Smart Technology Improves Control of Robotic Leg

Pauline Anderson

September 25, 2013

A new report establishes the feasibility of using a state-of-the-art pattern recognition system to improve control of a robotic leg.

With the new system, which uses electromyographic (EMG) signals from re-innervated residual thigh muscles, a patient who had undergone an above-the-knee amputation could seamlessly maneuver his robotic leg, move with a near-normal gait, and climb stairs with relative ease, researchers write.

The robotic leg is safer than a regular prosthetic leg because the chances of falling are lessened, the paper's lead author, Levi J. Hargrove, PhD, an electrical engineer and research scientist at the Center for Bionic Medicine, Rehabilitation Institute of Chicago, Illinois, told Medscape Medical News.

Amputees with currently available above-the-knee prosthetic legs must press buttons on a key fob or perform a set of predefined exaggerated motions and manually reposition the device when seated.

Over a million Americans who have lower-extremity amputations could benefit from the improved prosthetic leg when it comes on the market in what may be as little as 3 years, said Dr. Hargrove.

The brief report is published in the September 26 issue of the New England Journal of Medicine.

Redirected Nerves

Under normal circumstances, signals from the brain are sent down the spinal cord through peripheral nerves to instruct muscles to contract, which causes joints to move as intended. After a leg amputation, the signals are still generated and still travel down the spinal cord and out through peripheral nerves, but there is no longer a muscle to carry out the instruction.

But that is now changing with new smart technology.

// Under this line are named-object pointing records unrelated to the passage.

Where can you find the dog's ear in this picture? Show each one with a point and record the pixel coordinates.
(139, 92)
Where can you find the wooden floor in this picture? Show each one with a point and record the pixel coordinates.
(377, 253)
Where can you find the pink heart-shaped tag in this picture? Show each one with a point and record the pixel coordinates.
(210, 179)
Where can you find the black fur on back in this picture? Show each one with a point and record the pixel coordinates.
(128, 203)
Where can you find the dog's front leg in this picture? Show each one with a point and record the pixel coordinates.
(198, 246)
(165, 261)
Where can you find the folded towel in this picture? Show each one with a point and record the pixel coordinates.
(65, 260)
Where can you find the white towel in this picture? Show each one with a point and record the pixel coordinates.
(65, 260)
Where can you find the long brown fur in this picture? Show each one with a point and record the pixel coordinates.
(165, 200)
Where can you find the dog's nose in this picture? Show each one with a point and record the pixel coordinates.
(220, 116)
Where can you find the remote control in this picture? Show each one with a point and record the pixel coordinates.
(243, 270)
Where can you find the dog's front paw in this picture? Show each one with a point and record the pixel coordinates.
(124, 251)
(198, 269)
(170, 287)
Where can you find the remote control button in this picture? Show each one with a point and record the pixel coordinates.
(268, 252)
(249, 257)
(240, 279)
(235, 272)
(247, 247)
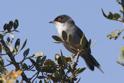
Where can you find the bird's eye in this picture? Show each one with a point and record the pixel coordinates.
(59, 19)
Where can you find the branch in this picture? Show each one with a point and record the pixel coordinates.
(24, 77)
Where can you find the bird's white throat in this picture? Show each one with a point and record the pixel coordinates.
(60, 27)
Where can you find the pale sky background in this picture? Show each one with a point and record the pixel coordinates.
(34, 16)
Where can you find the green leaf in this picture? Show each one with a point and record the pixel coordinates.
(56, 38)
(1, 36)
(26, 52)
(64, 35)
(80, 70)
(104, 14)
(41, 77)
(32, 61)
(16, 24)
(40, 81)
(116, 16)
(40, 60)
(17, 44)
(5, 27)
(11, 24)
(25, 66)
(23, 44)
(110, 16)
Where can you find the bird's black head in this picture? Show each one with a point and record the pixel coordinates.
(62, 18)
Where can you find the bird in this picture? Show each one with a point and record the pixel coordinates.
(67, 24)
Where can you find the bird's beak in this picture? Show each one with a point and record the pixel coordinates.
(51, 22)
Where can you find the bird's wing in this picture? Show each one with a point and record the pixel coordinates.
(82, 35)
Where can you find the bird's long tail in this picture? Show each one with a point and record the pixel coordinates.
(91, 62)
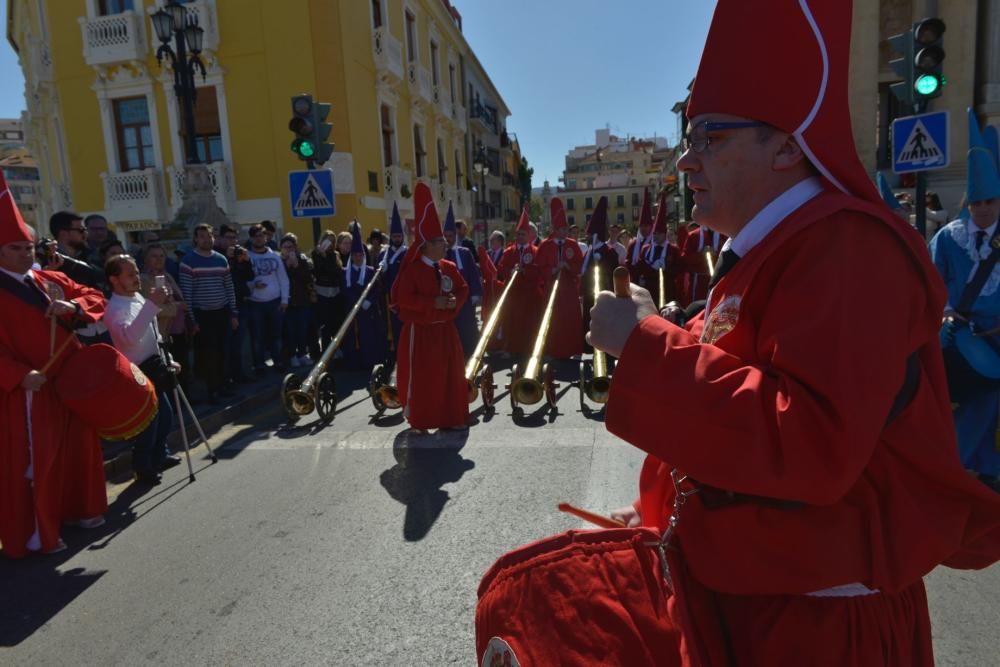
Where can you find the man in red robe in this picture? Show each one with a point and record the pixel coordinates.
(697, 245)
(521, 316)
(429, 292)
(560, 257)
(633, 253)
(599, 253)
(811, 468)
(51, 469)
(660, 255)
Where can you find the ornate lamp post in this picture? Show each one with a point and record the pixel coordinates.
(482, 166)
(173, 22)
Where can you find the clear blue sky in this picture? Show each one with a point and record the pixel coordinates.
(565, 67)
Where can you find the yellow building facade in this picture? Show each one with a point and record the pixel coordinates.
(105, 126)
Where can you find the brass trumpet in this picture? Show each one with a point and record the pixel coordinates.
(536, 381)
(300, 397)
(483, 381)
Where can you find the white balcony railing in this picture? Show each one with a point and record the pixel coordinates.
(134, 195)
(420, 81)
(117, 38)
(221, 175)
(388, 54)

About 36 hours after a motorcycle accident in 2009, a 31-year-old man underwent knee disarticulation amputation (the bottom part of the femur was left but he has no knee joint). During targeted muscle re-innervation surgery, surgeons redirected nerves onto a different muscle that was still healthy after the amputation.

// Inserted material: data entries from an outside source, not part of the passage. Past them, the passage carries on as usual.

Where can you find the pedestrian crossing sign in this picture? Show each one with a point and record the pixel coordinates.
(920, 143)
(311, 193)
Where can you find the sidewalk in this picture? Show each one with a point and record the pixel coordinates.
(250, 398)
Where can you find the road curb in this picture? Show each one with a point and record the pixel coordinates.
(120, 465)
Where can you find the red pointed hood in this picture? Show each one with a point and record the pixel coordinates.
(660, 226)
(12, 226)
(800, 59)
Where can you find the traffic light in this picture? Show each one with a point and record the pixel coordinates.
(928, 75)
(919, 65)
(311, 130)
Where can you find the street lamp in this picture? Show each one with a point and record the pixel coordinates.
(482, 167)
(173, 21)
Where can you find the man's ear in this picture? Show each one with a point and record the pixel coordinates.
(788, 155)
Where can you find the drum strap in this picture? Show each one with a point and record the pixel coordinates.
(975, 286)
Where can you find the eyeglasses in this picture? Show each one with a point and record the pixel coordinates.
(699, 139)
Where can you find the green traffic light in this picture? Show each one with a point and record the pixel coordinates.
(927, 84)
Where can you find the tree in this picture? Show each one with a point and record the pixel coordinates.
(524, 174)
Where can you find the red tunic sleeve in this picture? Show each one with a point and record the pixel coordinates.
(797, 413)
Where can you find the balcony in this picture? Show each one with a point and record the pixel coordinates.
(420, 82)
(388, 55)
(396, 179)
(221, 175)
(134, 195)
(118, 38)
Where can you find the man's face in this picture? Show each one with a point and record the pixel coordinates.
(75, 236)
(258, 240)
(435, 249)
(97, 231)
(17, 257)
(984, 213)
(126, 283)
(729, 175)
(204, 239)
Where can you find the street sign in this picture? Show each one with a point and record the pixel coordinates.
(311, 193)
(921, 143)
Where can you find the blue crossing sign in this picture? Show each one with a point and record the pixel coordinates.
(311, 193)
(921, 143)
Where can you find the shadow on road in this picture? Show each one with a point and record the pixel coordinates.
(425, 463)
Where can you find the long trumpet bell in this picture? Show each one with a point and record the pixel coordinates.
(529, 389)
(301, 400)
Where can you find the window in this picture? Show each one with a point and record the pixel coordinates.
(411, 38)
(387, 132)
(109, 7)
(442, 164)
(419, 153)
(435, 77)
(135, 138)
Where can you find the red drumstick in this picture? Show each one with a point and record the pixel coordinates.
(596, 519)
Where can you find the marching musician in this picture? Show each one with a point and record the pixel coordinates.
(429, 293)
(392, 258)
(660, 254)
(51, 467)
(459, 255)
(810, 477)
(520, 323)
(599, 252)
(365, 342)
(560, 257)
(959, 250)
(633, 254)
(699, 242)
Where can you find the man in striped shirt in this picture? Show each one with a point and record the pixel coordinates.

"We kind of unplugged one little tiny nerve that went into the hamstring muscle and we plugged in a bigger nerve, the tibial nerve, that would have gone down and connected to muscle that would have lifted his foot up into the air," explained Dr. Hargrove.

Inside the socket, which acts as the interface between the prosthetic leg and the patient's skin, researchers inserted electrodes that act like antennae to detect tiny signals generated by the re-innervated muscle. The system uses pattern recognition to decode signals from the muscle when it contracts, explained Dr. Hargrove.

"The patient now just thinks about moving his knee or moving his ankle," he said."The microprocessor on the leg has been programmed to be incredibly intelligent and has learned what his muscle signals look like, so whenever he tries to do something, it instantaneously decodes it and instructs the leg how it should move."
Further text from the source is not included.